Media campaign was also as a weapon of preference against the Venezuelan government. Despite Chavez’s repeated electoral victories, successive US administrations and corporate media presented his rule as illegitimate and dictatorial. The US Embassy in Caracas became a hub of anti-Chavez activities, as it shows the recent expulsion of the US Air Force attaché, Col. David Delmonaco, and his deputy, who allegedly tried to recruit Venezuelan army officers for “destabilizing projects.”
In this context, the statement by US President, Barack Obama, which claims that Washington wants to normalize its relations with Caracas, is hypocritically insincere. Actually, the US is just attempting to look for new mechanisms to recover its control over Venezuela and change its economic, social and foreign policy.

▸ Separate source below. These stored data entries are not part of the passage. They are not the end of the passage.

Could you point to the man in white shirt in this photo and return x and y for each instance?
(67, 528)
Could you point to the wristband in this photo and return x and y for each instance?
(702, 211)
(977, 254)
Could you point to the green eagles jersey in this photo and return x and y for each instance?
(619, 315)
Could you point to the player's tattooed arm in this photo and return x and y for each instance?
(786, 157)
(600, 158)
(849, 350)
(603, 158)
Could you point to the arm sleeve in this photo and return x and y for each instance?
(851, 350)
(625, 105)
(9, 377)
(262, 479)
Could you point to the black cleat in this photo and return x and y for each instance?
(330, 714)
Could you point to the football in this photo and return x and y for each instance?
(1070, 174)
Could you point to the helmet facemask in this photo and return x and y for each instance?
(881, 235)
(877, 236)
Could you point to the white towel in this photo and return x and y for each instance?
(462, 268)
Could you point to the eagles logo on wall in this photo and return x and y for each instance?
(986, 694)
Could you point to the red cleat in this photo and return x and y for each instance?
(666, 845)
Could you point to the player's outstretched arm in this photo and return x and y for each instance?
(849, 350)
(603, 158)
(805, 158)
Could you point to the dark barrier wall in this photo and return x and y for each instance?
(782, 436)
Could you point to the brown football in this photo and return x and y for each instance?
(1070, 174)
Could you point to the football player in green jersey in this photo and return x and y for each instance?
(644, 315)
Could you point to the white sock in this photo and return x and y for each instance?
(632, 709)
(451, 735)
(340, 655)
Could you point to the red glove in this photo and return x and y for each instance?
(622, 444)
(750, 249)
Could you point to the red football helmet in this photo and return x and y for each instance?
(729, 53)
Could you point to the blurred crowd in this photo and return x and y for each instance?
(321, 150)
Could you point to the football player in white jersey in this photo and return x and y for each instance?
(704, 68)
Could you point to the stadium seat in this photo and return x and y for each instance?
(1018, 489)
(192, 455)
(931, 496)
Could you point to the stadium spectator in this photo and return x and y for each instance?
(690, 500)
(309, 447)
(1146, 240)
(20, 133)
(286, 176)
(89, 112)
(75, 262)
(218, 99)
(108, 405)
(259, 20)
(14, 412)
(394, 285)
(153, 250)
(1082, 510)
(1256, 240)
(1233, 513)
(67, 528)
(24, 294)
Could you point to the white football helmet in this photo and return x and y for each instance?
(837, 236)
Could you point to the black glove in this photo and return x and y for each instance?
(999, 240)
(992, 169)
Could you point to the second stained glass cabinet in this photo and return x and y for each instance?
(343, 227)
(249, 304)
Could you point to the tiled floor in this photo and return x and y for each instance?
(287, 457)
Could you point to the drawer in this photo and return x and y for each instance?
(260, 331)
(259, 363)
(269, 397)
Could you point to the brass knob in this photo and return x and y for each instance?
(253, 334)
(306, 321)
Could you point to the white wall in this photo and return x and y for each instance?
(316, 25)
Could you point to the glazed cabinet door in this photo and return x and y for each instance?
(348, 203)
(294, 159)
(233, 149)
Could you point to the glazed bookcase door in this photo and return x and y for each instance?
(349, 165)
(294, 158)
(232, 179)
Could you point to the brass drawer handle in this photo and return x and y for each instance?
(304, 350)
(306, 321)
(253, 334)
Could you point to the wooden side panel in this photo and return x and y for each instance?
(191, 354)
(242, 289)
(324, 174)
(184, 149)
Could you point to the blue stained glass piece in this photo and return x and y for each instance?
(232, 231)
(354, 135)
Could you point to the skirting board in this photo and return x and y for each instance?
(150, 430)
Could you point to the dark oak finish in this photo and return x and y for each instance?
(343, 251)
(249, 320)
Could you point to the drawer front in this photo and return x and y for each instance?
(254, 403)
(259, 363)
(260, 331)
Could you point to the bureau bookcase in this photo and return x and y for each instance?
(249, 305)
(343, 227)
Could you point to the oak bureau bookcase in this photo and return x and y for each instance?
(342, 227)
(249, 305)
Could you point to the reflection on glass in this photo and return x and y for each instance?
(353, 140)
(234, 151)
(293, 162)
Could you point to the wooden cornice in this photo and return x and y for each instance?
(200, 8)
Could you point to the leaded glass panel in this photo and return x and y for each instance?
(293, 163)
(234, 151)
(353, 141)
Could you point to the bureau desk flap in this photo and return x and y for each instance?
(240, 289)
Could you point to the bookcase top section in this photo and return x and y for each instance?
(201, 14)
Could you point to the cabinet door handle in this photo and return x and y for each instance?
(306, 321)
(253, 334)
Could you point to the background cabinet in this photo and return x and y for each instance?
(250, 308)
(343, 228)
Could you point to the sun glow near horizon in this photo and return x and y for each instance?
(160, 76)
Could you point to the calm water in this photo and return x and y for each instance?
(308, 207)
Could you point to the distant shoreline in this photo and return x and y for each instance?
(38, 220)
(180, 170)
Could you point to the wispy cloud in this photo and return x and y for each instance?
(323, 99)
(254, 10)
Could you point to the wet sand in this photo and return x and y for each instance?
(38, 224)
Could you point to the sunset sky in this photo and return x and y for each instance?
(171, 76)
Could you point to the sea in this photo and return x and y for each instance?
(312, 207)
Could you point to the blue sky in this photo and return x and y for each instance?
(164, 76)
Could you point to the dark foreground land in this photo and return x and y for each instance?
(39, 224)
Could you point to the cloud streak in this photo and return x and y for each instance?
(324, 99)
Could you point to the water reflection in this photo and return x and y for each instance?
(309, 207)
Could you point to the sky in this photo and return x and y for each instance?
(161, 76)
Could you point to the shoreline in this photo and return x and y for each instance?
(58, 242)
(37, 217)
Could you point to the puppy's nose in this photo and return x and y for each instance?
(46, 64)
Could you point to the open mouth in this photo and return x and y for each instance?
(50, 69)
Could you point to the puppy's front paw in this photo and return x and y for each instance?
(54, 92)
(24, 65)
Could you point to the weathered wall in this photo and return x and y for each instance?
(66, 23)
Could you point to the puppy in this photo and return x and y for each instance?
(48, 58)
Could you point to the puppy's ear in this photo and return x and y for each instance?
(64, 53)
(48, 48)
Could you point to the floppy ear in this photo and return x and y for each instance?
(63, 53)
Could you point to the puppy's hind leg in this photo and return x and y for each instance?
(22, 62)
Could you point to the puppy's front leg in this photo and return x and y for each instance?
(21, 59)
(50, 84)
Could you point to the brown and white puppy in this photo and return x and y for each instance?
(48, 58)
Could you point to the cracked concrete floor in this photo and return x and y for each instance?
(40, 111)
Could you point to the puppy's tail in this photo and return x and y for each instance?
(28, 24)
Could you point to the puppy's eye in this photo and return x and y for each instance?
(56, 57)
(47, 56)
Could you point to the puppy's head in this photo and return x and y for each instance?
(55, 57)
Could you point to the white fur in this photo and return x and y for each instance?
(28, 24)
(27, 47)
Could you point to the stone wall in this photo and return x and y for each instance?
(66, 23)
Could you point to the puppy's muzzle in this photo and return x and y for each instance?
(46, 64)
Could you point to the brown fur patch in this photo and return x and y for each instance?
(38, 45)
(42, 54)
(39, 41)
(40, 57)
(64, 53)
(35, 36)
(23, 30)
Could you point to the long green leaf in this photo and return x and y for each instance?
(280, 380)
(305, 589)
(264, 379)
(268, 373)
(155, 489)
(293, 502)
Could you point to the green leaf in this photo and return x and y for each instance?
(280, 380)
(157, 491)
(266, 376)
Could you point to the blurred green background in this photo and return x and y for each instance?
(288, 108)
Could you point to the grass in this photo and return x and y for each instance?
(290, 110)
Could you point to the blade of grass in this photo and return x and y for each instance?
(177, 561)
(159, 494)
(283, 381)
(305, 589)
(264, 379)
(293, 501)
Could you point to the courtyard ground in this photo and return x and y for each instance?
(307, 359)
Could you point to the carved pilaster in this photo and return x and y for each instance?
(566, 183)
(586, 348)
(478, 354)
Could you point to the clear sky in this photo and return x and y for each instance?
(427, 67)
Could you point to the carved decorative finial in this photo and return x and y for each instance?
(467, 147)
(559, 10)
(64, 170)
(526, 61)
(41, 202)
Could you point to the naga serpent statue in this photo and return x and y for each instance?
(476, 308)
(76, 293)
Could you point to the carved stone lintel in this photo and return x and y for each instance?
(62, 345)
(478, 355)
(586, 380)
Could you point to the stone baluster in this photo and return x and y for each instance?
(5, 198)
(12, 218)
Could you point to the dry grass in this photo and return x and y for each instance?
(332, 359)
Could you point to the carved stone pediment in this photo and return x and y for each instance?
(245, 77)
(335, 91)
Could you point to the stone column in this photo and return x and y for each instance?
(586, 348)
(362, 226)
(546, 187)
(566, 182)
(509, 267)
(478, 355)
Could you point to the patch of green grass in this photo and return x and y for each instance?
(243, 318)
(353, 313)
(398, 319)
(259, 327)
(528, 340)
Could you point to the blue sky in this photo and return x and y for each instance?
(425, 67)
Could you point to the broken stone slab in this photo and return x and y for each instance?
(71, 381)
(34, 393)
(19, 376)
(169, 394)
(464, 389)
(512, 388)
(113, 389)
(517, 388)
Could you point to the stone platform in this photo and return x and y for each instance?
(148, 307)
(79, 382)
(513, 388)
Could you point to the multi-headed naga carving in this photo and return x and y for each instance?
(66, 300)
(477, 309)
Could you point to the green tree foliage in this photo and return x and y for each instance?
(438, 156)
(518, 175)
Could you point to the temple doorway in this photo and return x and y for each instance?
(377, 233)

The death of President Chavez will force the country to conduct another presidential election within 30 days. The candidate and new leader of the Bolivarian movement, Vice-President Nicolas Maduro, will be the candidate who will confront Henrique Capriles, the right-wing governor of Miranda state, who was comfortably defeated by Chavez in a presidential election held last October.
Although Washington and its Venezuelan allies hope that the death of Chavez may help them put an end to the Bolivarian revolution in Venezuela and Latin America, there are many reasons to think otherwise. The people of Venezuela are aware of the achievements and progress that it has obtained at this late stage and is not willing to renounce them. On the other hand, the early, and still not clarified death of Chavez, will reinforce his figure, turning it into a symbol of a policy for the oppressed, for the independence and integration of Latin America and for a world free from imperialism.
“Oligarchies are surely celebrating when the peoples that fight for their freedom and dignity and work for equality are suffering. But it does not matter, the only thing that matters is that we are united, we fight for liberation. A lot of strength, a lot of unity. The best tribute to Chavez is unity. Unity to fight, to work for the equality of all peoples of the world,” Morales said.